According to National Right to Life News, a 2017 Texas health department report found numerous health and safety offenses at their locations in that state from 2011 to 2017. These included rusty equipment, failure to properly disinfect and sterilize instruments between use, a lack of proper written operation procedures, improper storage of hazardous chemicals, unsanitary surfaces and a failure to follow up with patients.
Amy Hagstrom Miller, who is president and CEO of the Whole Woman’s Health Alliance, claimed that the nonprofit alliance is a separate entity from the for-profit abortion chain that she owns called Whole Woman’s Health.
She founded the nonprofit after a legal battle against Texas abortion laws left her with debt. In one of those cases, Whole Women’s Health v. Hellerstedt, the Supreme Court ruled in 2016 that some Texas laws caused an “undue burden” on women.
Hagstrom Miller’s national strategy is to “shift the stigma around abortion in our culture” and challange laws in states she considers “extremely hostile” to abortion. To fund those efforts, she founded the WWHA as a nonprofit to receive donations.

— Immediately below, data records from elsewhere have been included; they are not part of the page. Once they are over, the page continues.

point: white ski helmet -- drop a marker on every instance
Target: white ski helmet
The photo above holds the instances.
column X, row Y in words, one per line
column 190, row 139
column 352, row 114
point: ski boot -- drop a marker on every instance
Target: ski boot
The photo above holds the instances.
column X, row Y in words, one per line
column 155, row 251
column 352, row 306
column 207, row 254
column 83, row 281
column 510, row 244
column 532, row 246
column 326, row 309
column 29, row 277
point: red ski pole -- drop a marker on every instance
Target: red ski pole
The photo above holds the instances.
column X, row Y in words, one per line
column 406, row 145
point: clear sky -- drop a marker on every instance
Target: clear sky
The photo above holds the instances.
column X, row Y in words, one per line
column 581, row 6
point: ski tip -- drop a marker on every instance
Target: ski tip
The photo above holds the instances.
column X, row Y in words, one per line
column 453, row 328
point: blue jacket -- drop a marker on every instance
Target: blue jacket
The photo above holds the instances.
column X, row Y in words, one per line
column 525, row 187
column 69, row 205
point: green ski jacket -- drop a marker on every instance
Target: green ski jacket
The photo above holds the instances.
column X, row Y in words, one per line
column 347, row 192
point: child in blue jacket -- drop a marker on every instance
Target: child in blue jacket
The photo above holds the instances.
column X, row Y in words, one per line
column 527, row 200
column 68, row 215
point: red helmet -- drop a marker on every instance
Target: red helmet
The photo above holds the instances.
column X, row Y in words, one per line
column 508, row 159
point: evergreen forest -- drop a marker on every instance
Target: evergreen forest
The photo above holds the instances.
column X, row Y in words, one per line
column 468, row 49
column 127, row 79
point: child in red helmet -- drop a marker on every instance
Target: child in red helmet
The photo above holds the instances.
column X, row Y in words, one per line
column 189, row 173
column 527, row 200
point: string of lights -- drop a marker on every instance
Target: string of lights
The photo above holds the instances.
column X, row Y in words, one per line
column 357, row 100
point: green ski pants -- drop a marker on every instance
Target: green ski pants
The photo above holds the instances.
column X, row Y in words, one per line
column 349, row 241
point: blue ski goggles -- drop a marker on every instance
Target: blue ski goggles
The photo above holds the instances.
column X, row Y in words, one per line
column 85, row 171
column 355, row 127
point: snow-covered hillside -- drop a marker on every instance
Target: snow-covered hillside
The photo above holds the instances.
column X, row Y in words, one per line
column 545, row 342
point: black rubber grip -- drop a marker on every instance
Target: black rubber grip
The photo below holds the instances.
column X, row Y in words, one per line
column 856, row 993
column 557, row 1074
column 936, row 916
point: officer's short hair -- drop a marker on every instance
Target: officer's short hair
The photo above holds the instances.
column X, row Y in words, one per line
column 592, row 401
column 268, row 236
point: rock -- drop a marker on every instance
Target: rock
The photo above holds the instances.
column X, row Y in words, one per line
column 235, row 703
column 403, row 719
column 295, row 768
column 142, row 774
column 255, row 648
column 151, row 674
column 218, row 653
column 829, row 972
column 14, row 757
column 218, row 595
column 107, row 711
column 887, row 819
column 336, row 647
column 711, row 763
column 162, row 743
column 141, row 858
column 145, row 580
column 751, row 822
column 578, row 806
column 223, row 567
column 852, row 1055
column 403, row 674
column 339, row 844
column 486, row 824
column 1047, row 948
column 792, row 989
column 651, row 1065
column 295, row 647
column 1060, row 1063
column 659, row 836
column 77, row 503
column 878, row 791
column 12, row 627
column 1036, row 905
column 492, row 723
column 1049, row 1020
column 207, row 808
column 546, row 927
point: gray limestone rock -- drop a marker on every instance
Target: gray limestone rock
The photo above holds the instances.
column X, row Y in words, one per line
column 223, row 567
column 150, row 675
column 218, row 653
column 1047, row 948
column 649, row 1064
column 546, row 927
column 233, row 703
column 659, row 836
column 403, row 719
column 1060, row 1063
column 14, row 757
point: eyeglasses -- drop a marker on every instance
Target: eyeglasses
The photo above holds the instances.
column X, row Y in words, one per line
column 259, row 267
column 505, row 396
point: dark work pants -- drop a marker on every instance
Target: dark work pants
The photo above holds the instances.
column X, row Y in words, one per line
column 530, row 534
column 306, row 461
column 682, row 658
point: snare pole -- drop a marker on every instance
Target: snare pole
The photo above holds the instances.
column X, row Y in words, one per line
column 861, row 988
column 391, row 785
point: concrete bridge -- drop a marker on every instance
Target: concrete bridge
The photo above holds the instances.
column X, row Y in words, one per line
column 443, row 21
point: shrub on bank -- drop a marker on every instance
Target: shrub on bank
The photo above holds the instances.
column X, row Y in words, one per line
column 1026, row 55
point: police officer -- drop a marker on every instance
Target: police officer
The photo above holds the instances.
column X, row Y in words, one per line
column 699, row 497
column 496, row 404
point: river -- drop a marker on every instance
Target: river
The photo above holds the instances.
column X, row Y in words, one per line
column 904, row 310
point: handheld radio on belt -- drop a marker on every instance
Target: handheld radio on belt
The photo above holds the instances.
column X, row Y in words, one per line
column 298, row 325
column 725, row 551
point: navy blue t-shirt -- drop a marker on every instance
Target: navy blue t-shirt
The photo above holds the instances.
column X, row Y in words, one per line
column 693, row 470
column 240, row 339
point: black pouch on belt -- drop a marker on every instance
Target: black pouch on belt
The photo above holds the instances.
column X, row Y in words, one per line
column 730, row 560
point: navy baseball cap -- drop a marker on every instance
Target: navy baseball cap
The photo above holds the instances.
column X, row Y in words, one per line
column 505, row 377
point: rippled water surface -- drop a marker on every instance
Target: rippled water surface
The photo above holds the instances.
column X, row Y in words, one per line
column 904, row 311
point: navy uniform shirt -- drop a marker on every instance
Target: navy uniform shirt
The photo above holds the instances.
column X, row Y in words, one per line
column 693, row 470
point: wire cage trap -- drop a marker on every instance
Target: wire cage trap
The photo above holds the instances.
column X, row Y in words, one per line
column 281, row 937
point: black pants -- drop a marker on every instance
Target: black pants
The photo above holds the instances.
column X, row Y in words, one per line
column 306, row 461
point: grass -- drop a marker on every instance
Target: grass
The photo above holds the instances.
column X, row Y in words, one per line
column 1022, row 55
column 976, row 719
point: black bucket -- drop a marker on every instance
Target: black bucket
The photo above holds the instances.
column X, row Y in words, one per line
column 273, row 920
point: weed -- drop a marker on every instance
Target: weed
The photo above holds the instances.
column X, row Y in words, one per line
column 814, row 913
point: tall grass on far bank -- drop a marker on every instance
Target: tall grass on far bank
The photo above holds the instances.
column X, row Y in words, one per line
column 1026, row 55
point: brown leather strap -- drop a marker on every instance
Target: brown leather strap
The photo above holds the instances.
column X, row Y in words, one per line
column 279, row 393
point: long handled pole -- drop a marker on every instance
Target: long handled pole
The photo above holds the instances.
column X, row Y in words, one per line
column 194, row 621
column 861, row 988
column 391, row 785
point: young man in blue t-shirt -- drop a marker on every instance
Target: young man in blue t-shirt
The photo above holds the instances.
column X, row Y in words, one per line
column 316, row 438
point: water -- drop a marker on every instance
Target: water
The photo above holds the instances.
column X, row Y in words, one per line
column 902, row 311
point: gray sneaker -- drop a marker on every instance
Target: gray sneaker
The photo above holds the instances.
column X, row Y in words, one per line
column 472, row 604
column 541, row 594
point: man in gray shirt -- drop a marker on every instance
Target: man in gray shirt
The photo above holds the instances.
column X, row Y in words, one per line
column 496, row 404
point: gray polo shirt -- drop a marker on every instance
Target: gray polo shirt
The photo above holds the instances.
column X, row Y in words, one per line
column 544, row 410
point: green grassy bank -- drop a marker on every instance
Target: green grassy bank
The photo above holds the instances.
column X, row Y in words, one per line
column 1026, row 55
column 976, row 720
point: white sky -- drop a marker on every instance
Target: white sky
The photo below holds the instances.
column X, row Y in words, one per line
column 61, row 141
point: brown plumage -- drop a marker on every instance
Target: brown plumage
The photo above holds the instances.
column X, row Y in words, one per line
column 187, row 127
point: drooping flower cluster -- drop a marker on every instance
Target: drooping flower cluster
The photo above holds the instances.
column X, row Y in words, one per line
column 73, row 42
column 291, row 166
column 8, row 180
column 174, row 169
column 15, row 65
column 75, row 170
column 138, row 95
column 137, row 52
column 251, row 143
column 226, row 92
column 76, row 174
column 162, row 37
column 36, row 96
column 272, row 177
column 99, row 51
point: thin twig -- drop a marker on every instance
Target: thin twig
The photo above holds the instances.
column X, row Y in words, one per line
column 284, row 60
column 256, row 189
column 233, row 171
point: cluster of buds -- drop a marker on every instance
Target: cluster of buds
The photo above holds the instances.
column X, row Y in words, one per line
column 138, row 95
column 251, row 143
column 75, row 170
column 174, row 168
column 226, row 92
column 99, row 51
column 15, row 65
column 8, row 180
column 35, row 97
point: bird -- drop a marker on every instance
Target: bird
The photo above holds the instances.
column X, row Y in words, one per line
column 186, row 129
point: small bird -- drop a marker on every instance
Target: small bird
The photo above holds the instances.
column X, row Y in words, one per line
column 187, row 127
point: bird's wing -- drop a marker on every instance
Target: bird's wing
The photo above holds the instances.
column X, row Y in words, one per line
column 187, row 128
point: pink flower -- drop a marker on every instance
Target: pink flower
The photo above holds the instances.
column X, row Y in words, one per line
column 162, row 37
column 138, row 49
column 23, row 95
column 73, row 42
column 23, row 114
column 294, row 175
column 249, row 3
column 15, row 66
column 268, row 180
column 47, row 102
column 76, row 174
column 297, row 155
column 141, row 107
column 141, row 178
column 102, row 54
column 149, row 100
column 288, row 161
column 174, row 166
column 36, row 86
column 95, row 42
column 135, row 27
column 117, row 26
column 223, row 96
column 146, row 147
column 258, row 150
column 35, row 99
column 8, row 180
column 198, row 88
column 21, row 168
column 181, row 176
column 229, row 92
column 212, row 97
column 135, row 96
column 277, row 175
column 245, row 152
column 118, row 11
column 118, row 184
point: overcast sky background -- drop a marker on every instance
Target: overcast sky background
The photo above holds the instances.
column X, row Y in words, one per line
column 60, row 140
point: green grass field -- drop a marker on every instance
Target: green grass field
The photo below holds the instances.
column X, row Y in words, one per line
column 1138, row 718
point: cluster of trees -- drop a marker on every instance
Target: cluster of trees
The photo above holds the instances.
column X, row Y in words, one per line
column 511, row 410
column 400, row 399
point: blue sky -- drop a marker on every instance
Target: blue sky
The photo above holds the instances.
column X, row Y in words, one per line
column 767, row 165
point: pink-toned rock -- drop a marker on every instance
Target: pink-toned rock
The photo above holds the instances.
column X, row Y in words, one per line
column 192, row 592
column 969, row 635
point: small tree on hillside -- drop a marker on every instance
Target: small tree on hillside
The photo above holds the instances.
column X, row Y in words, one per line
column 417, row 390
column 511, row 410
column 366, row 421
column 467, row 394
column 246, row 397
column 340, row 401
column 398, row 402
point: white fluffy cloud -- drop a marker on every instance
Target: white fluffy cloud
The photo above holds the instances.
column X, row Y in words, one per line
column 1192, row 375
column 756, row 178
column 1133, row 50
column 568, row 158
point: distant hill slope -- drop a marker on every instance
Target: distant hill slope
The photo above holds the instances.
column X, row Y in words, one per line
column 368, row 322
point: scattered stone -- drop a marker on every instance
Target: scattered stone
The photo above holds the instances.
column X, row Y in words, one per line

For example, money from the TARA Health Foundation funded WWHA’s Indiana license application, according to that foundation’s website. It says it gives grants to organizations “that improve women’s and girls’ health.”
In 2017, WWHA took in nearly $1 million in donations or grants, according to the group’s IRS 990 Form.
Hagstrom Miller claims that, while she owns the Whole Woman’s Health for-profit facilities and their management company — alternately called Whole Woman’s Health or the Booyah Group — the nonprofit Whole Woman’s Health Alliance is not owned by her, but is controlled by a board of directors.
However, the Indiana Department of Health found that the lines between the two entities were blurred and that Hagstrom Miller has actual control of both businesses. Further, the management company she owns provides services for the nonprofit chain as well as the for-profit chain.